With proper planning, however, the maximum Medicaid disqualification period will not exceed 60 months even if a large amount of assets are transferred to an individual. It is extremely important, however, that you do not apply for Medicaid until 61 months after the date of the transfer. Also, you may consider the wild-card disabled child and caretaker child exceptions to avoid any penalty!
Question: How does the 60 month look back period work?
There is a 60 month look back period when making transfers to any other individuals beside your spouse. There is also a 60 month look back period if the transfer is to a trust.
Question: How do I handle the ownership my home?
Under the Deficit Reduction Act of 2005, you will be forced to use home equity to pay for Medicaid if such home equity is above $955,000 (2022 indexed for inflation). However, the new regulations also included a provision exempting over-equity homes where undue hardship will occur
Question: What happens if my spouse goes into a nursing home?
If you or your spouse is admitted to a nursing home, the at-home spouse may retain assets not to exceed $137,400 (2022) (increases yearly). You will be told that you must spend the excess of your countable assets. This information is incorrect. You do not necessarily need to spend this amount and there are planning opportunities which will protect these assets from the cost of long-term care.
The first technique involves the use of an annuity. Once the amount of excess resources are determined, this amount should be transferred to the “community” (or stay-at- home) spouse who is then permitted to annuitize this over a period not to exceed the life expectancy of the community spouse. The institutionalized spouse then will be eligible for Medicaid immediately. However, under the Deficit Reduction Act of 2005, the beneficiary of the annuity will have to be the Commonwealth of Massachusetts. As such, we want the annuity purchased to be a short as possible.
Question: If my spouse enters a nursing home, does the healthy spouse get to keep his/her own income? or any of the institutionalized spouses income?
The general rule is that the healthy spouse may keep all of his /her income. In addition, the Division of Medical Assistance required that the healthy spouse have income at least equal to what the Division of Medical Assistance refers to as the Minimum Monthly Maintenance Needs Allowance (MMMNA). This amount is currently $2,288.75.00 (updated 2023) per month. In the event that the healthy spouses’ income is below this MMMNA then the healthy spouse may request a fair hearing in an effort to either have some excess assets or at least some of the institutionalized spouse’s income allocated to the healthy spouse in an effort to increase the healthy spouse’s income to the MMMNA.
Question: Should I hire an Attorney to help me complete and file my medicaid application?
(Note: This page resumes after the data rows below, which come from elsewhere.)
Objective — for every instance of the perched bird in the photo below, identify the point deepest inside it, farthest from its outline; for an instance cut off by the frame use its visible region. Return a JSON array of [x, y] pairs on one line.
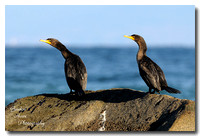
[[150, 72], [75, 70]]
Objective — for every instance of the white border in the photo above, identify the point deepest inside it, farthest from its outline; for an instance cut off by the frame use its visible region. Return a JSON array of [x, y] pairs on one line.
[[78, 2]]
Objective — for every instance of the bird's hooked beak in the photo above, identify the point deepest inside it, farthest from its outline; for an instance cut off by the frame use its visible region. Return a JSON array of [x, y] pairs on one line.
[[46, 41], [130, 37]]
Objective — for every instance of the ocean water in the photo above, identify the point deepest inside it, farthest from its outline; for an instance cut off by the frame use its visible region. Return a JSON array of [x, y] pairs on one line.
[[36, 70]]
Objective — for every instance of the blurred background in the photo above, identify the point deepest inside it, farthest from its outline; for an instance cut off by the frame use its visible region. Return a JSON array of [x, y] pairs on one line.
[[95, 33]]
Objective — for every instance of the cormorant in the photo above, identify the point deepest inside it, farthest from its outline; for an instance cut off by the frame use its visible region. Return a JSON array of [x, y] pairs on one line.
[[75, 70], [150, 72]]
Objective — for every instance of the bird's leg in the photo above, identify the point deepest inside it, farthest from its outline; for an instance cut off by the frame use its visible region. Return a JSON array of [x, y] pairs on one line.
[[149, 90], [158, 91], [71, 91], [153, 91]]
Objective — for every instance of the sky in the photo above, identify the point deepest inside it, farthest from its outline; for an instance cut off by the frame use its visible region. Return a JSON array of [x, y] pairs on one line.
[[99, 25]]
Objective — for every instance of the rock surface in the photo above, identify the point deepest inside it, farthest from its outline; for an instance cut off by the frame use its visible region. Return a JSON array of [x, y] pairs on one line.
[[103, 110]]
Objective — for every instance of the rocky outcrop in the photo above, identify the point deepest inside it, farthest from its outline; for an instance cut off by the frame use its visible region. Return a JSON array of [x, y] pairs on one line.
[[102, 110]]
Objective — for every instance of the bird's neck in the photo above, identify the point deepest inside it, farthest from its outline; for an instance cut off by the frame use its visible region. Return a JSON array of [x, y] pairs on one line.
[[142, 50]]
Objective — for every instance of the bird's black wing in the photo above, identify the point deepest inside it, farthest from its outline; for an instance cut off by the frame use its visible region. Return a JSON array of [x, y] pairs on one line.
[[76, 73], [149, 71]]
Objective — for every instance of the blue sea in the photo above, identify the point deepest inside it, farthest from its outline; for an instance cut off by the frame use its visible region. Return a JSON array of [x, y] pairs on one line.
[[37, 70]]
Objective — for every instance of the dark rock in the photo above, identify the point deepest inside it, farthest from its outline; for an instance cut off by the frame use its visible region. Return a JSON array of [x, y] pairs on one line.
[[102, 110]]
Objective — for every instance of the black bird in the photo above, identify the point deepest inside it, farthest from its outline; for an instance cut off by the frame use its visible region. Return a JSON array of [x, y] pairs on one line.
[[150, 72], [75, 70]]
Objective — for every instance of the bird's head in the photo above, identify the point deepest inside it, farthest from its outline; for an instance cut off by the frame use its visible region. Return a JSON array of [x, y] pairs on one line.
[[135, 37], [53, 42]]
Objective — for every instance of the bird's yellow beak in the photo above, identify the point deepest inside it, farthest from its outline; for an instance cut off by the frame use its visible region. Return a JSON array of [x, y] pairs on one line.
[[46, 41], [130, 37]]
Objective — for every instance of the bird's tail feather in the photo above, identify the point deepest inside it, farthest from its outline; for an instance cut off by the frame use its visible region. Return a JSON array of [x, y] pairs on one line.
[[171, 90]]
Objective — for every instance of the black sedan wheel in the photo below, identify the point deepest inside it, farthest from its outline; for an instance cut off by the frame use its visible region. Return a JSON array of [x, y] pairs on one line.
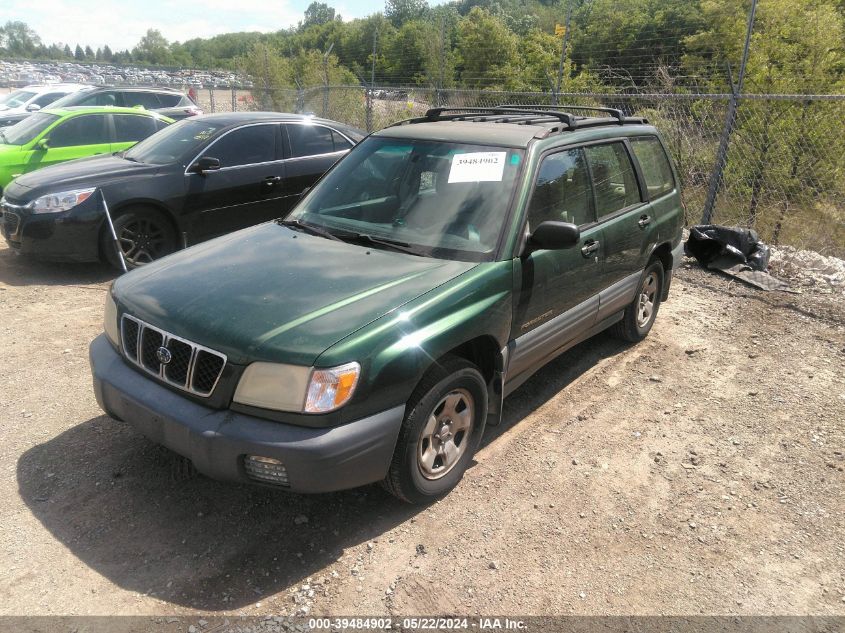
[[143, 236]]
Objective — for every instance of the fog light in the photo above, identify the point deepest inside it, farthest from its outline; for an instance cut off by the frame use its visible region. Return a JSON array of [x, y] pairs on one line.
[[266, 470]]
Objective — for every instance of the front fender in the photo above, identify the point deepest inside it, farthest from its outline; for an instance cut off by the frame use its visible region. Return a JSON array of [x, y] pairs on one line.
[[398, 349]]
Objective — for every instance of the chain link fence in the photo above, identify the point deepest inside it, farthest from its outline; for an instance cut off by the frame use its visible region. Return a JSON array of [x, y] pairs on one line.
[[783, 173]]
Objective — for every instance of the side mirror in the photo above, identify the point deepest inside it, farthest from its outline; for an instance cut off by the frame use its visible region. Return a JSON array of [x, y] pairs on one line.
[[205, 164], [554, 236]]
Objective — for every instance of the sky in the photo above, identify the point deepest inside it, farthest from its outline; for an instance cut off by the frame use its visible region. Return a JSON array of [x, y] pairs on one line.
[[121, 23]]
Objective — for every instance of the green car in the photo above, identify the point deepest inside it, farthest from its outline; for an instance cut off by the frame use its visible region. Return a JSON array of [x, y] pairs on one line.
[[54, 136], [372, 334]]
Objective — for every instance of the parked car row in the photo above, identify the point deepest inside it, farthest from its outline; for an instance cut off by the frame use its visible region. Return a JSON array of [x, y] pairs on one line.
[[166, 101], [199, 178]]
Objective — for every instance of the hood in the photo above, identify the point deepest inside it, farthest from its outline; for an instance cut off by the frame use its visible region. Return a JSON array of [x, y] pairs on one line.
[[93, 171], [273, 294]]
Yes, Medicaid is a very complicated area of the law. There is a wide range of statutes, rules, and regulations that govern the Medicaid program. These laws and rules change over time. Also, the Federal laws are combined with each state’s laws resulting in rules that are different in each state.
An Attorney can help you:
- Plan for long term care costs
- Understand the eligibility requirements
- Determine if Medicaid is needed, and if so, complete and file an application correctly and timely
- Follow through with all necessary legal steps and improve your chances of receipt of Medicaid assistance.
Question: If I am still healthy, can I Protect my assets from a nursing home legally?
Yes, but you need to plan 5 years in advance. There are many techniques, including the use of Irrevocable Trusts.